If the binary file(s) are the only changes to the template and it is important to use the latest binary file(s), then you should use the --force command to cause all the templates to be updated.

docker run -i  datarobot/datarobot-custom-templates:<tag> \
  --admin-api-token <ADMIN_API_TOKEN> \
  --dr-host <DR_HOST> \
  --no-update-exec-envs \
  --use-prebuilt-images \
  --force

Unrecognized flag during migration

usage: migrate_templates.py [-h] [--admin-api-token ADMIN_API_TOKEN] [--dr-host DR_HOST] [--update-exec-envs | --no-update-exec-envs] [--template-types {all,applications,jobs,metrics,models}] [--delete-outdated-templates | --no-delete-outdated-templates] [--use-prebuilt-images | --no-use-prebuilt-images][--dry-run] [--force] [--sleep-seconds SLEEP_TIME] [--max-version-wait MAX_VERSION_WAIT] [--log-level LEVEL]

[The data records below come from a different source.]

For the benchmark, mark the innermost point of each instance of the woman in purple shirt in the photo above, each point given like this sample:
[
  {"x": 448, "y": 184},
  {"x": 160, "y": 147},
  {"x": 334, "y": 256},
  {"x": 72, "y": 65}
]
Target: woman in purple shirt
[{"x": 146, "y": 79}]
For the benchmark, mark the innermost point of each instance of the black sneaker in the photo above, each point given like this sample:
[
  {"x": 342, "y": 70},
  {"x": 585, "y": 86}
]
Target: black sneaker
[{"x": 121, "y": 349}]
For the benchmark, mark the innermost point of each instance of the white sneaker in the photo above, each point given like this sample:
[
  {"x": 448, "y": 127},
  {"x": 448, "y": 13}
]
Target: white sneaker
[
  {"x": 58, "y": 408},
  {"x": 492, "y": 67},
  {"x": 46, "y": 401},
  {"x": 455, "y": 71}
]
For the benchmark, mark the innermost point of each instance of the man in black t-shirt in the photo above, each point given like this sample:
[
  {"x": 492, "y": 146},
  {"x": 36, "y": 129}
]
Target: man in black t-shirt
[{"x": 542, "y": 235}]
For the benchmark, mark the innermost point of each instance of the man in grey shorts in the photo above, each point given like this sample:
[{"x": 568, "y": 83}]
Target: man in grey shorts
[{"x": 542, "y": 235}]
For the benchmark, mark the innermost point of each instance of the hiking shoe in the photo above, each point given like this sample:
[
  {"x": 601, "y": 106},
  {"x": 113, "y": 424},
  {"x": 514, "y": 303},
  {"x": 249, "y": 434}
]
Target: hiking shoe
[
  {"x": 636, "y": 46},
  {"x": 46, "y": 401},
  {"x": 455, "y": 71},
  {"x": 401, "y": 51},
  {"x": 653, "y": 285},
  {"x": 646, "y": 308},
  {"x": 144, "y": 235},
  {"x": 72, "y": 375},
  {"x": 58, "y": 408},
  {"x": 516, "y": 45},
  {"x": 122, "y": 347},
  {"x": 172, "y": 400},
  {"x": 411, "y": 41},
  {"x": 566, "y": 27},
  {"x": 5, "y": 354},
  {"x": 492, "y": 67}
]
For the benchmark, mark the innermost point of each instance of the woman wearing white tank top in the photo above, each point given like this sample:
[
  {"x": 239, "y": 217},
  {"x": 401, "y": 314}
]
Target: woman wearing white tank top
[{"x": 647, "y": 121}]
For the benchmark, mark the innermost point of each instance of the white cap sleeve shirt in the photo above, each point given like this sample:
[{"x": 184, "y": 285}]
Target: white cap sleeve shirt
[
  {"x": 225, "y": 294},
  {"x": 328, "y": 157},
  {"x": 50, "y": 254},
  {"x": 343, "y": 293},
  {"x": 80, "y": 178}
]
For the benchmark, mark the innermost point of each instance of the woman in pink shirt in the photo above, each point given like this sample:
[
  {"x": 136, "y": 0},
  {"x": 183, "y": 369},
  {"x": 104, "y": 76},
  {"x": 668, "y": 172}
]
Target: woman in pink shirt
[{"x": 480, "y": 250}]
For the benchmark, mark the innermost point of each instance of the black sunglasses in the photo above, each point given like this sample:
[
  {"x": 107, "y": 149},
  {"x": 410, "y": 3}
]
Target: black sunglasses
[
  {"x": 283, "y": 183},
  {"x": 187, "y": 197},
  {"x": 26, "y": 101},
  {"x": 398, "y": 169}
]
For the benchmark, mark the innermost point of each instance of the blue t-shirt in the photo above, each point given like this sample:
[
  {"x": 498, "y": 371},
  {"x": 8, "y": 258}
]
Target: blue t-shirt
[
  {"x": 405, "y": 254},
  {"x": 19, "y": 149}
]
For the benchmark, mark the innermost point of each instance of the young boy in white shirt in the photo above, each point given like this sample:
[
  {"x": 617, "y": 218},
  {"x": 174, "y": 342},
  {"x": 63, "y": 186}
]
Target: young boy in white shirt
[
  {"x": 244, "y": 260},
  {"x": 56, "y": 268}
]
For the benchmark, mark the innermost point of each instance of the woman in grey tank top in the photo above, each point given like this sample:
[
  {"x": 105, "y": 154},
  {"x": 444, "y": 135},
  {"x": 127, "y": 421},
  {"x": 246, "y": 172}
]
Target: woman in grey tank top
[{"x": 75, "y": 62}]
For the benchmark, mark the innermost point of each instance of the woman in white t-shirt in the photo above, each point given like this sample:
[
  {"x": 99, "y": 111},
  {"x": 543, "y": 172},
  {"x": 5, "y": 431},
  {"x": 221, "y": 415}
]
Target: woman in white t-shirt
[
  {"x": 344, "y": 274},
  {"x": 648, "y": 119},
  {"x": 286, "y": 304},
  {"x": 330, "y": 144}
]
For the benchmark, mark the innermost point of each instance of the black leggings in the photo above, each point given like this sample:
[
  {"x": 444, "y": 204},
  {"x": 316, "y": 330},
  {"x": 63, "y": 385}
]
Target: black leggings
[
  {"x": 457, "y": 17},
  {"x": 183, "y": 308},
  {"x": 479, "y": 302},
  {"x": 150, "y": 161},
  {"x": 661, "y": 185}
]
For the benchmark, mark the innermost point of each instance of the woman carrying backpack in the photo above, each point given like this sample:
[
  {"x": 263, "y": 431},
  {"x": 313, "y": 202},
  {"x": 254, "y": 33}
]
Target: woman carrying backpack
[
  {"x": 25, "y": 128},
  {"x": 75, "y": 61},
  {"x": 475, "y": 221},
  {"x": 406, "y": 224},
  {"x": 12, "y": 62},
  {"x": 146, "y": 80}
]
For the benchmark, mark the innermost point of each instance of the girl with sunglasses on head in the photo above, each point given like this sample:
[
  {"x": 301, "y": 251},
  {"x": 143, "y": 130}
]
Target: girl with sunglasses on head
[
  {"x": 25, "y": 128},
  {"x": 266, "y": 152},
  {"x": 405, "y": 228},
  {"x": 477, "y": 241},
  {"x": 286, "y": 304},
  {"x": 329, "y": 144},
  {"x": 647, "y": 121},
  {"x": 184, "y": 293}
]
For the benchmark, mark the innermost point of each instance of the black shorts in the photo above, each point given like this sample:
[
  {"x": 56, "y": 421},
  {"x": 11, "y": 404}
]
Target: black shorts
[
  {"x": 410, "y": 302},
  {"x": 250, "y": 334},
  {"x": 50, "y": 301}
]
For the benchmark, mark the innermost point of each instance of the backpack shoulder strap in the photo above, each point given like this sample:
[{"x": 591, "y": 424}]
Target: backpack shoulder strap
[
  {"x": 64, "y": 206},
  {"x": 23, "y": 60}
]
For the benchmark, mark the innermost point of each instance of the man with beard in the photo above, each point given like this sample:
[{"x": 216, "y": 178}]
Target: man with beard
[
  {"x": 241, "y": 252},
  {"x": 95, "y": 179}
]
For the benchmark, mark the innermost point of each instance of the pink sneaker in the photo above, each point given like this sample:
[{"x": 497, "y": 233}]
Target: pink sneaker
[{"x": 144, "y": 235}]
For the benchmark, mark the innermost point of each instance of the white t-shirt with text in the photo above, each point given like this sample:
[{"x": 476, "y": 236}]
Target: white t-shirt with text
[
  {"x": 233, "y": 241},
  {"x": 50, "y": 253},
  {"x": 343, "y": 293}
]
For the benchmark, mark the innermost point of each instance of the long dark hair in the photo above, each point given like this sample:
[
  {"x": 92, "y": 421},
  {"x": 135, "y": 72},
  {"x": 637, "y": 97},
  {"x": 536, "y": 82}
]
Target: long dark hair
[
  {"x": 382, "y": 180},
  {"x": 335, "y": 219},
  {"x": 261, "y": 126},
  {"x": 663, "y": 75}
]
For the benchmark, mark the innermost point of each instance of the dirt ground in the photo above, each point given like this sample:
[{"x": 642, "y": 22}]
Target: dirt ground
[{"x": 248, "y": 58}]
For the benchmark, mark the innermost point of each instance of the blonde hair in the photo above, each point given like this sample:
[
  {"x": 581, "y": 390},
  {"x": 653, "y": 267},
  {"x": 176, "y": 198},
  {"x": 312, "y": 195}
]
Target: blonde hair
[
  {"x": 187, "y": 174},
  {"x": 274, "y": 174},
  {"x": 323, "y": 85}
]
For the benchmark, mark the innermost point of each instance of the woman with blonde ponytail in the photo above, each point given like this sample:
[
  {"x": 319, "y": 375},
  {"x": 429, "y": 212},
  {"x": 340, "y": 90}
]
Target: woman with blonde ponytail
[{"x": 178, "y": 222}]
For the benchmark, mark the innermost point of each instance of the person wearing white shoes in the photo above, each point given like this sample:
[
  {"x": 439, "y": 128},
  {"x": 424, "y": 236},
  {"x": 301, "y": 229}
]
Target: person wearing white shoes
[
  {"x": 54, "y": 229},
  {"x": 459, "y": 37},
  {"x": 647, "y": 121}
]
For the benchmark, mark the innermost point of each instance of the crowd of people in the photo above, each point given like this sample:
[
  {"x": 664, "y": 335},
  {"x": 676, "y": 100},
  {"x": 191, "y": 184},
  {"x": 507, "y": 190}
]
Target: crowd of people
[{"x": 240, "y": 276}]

migrate_templates.py: error: unrecognized arguments: --use-generic-custom-templates-api

The --use-generic-custom-templates-api and --no-use-generic-custom-templates-api flags were used to control the API endpoint that was used during migration. These flags were added when the API was moving from only custom-metrics (using /api/v2/customMetricsTemplates/) to custom-metrics, custom-jobs, custom-applications, and custom-models (using the generic path /api/v2/customTemplates/). Those flags were deprecated in 11.1, and the container is always run with the equivalent of --use-generic-custom-templates-api.

References to the old flags should be removed.